Asi için zaman bükülmüştü sanki. Bir türlü evle hastane arasındaki o 15 dakikalık yol bitmiyordu. Aklında sürekli Alaz ile olan anıları geliyordu. İyisiyle, kötüsüyle, acısıyla, tatlısıyla her detayı tek tek düşünmüştü Asi yol boyu. Hani derler ya hayatı film şeridi gibi önünden geçer insanın diye. Heh işte Asi de tam olarak öyle olmuştu. En son hastaneye vardığında koşarak psikiyatri servisine çıktı Asi. Neslihan, Yaman ve Rüya Alaz'ın kapısının önünde oturuyorlardı. Yaman Asi'yi farkettiğinde endişeyle koşarak sarıldı ona.

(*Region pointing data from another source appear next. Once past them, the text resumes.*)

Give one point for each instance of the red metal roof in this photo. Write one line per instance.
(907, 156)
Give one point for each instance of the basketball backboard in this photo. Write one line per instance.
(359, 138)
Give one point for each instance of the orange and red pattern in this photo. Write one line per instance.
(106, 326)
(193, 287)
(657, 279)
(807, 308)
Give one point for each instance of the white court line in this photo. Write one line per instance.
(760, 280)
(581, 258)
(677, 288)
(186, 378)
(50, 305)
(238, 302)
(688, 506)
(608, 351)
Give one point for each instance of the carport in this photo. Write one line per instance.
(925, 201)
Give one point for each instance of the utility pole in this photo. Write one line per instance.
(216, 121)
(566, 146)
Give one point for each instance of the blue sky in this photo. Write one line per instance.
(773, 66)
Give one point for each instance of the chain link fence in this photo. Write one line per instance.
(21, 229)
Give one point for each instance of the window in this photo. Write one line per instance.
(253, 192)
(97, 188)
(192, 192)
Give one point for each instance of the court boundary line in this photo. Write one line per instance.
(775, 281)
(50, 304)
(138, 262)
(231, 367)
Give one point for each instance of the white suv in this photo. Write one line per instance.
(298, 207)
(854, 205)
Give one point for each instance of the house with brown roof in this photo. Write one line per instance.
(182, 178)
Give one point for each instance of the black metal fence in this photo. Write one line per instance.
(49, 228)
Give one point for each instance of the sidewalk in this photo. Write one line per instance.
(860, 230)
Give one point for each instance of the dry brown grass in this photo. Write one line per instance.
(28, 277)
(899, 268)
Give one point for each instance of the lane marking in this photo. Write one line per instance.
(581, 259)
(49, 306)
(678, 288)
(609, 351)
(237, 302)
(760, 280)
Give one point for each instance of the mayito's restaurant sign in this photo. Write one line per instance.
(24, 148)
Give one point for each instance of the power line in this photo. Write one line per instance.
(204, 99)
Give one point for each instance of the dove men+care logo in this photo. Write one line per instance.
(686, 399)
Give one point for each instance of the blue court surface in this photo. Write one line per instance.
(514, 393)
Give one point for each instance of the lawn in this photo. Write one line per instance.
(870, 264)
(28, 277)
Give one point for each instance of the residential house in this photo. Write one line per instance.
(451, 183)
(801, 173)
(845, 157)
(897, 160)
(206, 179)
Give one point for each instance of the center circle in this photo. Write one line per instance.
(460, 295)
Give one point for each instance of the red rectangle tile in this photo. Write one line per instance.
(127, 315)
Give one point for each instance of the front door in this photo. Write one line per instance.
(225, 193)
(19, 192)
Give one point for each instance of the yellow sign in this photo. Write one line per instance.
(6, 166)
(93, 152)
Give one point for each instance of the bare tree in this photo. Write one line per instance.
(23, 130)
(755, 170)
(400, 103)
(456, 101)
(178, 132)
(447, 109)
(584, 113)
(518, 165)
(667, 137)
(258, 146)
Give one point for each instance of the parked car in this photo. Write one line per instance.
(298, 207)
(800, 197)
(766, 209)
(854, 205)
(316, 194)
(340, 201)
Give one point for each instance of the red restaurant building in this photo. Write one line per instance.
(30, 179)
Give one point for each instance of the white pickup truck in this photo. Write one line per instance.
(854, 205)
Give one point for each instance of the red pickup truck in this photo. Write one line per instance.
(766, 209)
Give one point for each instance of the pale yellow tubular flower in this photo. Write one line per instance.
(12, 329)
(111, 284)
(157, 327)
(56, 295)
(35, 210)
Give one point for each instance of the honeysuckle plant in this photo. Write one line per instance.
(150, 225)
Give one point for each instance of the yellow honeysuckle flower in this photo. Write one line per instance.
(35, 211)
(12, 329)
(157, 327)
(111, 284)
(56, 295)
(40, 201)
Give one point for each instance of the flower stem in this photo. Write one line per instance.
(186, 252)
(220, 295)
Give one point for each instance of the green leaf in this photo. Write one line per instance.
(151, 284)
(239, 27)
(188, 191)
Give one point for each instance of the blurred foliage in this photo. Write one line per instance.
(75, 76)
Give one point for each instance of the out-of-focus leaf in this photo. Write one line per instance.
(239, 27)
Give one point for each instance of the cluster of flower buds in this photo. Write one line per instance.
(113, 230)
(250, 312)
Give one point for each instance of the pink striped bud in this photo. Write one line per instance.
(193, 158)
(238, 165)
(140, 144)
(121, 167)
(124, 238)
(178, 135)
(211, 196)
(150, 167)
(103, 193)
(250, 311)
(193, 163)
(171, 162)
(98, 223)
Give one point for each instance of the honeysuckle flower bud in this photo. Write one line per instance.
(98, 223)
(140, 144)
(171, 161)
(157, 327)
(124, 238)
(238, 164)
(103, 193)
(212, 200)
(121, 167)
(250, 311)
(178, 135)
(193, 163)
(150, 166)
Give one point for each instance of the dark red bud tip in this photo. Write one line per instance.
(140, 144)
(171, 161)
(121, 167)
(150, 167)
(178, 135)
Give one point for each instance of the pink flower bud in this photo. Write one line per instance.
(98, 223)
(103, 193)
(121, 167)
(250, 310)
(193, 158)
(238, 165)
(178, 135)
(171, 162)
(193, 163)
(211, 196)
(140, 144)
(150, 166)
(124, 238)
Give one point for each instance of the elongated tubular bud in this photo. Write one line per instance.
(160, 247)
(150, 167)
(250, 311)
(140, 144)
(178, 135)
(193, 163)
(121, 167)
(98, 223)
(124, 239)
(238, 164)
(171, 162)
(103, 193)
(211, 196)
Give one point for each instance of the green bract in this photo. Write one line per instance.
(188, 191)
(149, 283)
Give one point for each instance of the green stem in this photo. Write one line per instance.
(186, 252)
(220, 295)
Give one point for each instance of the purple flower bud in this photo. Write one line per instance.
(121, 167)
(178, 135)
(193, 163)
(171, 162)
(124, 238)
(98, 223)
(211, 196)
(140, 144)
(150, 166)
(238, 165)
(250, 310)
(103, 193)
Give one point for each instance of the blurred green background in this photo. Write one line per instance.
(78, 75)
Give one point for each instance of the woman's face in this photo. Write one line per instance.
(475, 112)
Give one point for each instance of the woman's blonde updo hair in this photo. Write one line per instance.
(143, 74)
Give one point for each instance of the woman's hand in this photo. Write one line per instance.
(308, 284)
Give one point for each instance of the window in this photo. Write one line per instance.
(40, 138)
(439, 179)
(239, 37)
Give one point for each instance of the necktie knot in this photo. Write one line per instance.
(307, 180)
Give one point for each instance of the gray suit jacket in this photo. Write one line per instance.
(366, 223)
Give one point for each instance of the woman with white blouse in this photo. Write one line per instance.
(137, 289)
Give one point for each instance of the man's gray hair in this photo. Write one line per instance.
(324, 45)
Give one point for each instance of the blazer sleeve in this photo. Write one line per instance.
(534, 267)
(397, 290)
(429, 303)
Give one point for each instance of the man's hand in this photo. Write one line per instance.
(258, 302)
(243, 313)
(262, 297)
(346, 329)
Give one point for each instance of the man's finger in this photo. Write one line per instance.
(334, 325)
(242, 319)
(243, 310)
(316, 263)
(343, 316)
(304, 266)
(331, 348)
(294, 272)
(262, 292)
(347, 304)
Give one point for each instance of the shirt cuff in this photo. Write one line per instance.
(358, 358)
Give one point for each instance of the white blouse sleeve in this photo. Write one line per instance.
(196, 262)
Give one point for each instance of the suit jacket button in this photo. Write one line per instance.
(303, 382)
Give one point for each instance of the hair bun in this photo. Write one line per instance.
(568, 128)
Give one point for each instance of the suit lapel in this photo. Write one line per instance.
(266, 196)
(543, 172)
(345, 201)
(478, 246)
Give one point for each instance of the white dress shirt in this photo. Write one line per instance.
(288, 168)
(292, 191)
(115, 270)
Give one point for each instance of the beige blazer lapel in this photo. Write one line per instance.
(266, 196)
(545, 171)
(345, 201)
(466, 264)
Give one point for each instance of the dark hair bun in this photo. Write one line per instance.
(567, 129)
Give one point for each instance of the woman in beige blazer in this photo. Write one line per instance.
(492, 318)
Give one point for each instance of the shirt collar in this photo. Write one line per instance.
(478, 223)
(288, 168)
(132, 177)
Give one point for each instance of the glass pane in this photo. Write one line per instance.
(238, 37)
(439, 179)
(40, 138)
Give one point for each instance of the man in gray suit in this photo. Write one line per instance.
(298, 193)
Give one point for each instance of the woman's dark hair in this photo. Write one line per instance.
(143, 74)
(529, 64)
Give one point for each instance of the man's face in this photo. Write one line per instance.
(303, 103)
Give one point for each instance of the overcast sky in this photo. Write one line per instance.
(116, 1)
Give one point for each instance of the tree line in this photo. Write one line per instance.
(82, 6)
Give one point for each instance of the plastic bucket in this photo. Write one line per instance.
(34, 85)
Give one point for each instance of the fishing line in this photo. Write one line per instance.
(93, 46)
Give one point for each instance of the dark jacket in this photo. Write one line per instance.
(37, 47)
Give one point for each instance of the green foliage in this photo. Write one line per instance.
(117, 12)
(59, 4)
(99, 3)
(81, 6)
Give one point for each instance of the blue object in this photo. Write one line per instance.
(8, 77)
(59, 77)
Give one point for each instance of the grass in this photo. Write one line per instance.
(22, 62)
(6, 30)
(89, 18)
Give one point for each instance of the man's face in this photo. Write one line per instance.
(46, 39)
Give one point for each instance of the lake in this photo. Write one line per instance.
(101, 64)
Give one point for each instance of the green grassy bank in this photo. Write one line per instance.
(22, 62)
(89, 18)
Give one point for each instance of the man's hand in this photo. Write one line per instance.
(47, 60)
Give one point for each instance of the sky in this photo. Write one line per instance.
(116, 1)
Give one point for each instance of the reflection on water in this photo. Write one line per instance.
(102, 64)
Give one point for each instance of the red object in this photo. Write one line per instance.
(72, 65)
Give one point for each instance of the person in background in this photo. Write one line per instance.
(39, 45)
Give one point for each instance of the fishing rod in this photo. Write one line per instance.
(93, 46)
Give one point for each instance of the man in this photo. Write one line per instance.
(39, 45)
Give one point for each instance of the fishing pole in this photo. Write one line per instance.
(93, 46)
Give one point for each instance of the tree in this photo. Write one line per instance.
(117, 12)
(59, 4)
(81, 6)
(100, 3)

"Asi sen nerdesin güzelim ya. 3 aydır kafayı yedik hepimiz seni merak etmekten. En çok da Alaz delirdi. Ama tabi sen bunu biliyorsun. Bildiğin için geldin buraya dimi? Ah be kızım mahvettiniz birbirinizi be."

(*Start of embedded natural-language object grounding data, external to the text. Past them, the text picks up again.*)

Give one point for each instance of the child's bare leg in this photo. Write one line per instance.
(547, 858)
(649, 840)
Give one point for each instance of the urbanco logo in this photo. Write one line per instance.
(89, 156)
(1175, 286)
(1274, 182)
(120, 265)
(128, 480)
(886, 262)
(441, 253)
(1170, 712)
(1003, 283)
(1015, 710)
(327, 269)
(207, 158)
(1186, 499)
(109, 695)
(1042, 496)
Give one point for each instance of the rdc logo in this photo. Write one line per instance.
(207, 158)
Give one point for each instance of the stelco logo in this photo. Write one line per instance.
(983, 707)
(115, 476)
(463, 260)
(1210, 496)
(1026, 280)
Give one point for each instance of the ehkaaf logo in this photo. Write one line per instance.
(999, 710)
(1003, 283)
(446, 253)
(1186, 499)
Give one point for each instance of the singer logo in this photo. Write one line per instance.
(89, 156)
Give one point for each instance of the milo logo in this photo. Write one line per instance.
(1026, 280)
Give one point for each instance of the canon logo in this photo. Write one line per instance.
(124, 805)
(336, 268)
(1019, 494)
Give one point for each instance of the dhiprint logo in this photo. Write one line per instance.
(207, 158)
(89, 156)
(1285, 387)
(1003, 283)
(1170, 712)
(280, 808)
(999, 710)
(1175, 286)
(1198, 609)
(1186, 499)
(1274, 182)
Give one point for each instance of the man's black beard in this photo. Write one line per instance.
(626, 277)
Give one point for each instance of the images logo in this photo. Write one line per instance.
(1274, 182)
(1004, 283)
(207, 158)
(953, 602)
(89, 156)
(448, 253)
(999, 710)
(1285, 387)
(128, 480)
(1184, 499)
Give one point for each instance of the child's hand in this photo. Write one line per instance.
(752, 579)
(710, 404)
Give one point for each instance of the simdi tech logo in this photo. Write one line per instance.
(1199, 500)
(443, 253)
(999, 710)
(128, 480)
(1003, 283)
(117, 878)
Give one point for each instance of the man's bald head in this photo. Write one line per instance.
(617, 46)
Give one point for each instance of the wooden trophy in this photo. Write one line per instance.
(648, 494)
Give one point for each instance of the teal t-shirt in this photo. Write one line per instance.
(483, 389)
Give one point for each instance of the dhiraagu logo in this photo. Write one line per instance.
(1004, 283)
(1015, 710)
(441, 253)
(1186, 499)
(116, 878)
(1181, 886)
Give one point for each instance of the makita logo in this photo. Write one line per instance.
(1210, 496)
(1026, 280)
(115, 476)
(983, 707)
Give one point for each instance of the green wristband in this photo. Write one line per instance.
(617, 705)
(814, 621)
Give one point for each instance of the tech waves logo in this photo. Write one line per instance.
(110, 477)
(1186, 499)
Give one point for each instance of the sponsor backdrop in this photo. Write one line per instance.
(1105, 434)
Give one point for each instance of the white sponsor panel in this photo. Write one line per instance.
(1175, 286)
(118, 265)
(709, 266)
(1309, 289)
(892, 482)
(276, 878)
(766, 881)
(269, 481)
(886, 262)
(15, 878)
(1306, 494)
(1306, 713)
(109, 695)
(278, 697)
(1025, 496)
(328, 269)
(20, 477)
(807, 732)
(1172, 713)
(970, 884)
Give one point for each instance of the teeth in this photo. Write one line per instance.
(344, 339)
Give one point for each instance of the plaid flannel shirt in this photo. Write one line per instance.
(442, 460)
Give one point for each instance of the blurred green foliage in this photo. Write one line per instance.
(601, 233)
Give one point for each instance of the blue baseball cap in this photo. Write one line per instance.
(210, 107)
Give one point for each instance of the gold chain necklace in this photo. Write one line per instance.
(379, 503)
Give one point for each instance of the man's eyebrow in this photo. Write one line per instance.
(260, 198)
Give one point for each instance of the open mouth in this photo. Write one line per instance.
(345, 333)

Yaman'ın yüzüne bakamıyordu Asi. Yaman haklıydı bu isyanda çünkü. Sadece "Alaz nasıl?" diyebildi titreyen sesiyle. Göstereyim nasıl olduğunu diyip telefondan bir video açtı Yaman. Evin içindeki güvenlik kamerasının görüntülerini gösteriyordu. Videoda Alaz sanki düşmanına vuruyormuş gibi kafasına vuruyordu iki eliyle. Öyle şiddetli vuruyordu ki sesi kameradan bile duyuluyordu. Asi bu görüntü karşısında ağlamaya başladı. Sonra videodaki Alaz'ın sesini duydu

"Babam gibi olmayacağım dedim. Ama oldum... Ben Serhan oldumm... O da çocuğunu öldürdü ben de... Ben katil oldum... Baba olacaktım katil oldum... Yook... Yookk... Asi yok... Bebeğim yok... Ece yok... Kimse yok... Ben Serhan oldum... Baba olacaktım... Serhan oldum... Asi'ye kötü şeyler dedim... Kopsun bu dilim kopsun...Baba olacaktım...Babam gibi oldum..." Bunları derken başına şiddetle vurmaya ve evin içinde dönmeye devam ediyordu. Asi eli karnında hıçkırıklarla ağlayarak izledi videoyu. Alaz'ı bu hale getirdiği için nefret etti kendinden bir anda. Bu ceza ağır oldu diye düşündü. Bunlar aklından geçerken eli iyice belirginleşen karnındaydı. Yaman ve Nesli o zaman fark ettiler. Asi bebeği aldırmamıştı. Yani Alaz da bebeğinin katili olmamıştı. Eeee Asi de döndüğüne göre Alaz'ın iyileşmemesi için hiçbir sebep yoktu. O zamana kadar Asi'ye bakmamaya çalışıyordu Neslihan. Ama karnını fark ettiği an Asiyle göz göze geldi. Asi, Nesli'nin bakışlarından korktu ve ağlamayı kesip şaşkınlıkla baktı karşısındaki kadına. Neslihan'ı hiç böyle bakarken görmemişti. Nesli'nin bakışlarındaki öfkenin ateşinden yandığını hissetti Asi. Nesli hızlı adımlarla Asi'nin yanına gelip öfkeli bir tonda "Aldırmadın mı çocuğu?" dedi. Asi gerçekten korkmuştu Nesli'nin bu tavrından karşısında ona şefkatle, anlayışla yaklaşan kadın gitmiş içine şeytan kaçmış gibi gözüken biri gelmişti. Sadece kafa sallayarak onayladı soruyu. Bunun üzerine Nesli'nin tüm yüz hatlarının gerildiğini gördü. Nesli gözlerini kapatıp derin bir nefes alıp verdi. Sakinleşmeye çalıştığı çok belliydi. Gözlerini tekrar açıp Asi'ye baktığında Asi bu sefer karşısında bir ateş topu görmüştü. Canı yanıyordu Nesli'nin. Bu çok belliydi. Bir çocuğu intihar edip ölmüş, biri daha intihar etmiş diğeri dünyayla bağlantısını kesmiş vaziyetteydi. Bir tek Yaman güçlü duruyordu, aileyi toparlamaya çalışıyordu. Annesinin öfkesi onu da Rüya'yı da tedirgin etti. Nesli bastırmayı başaramamıştı öfkesini ve bağırarak "Madem aldırmadın neden bunca zaman sakladın? Benim oğlum aklını kaçırdı. Kendi çocuğunu öldürdüğünü zannetti. Vicdan azabından kendine kıydı Asiiii... "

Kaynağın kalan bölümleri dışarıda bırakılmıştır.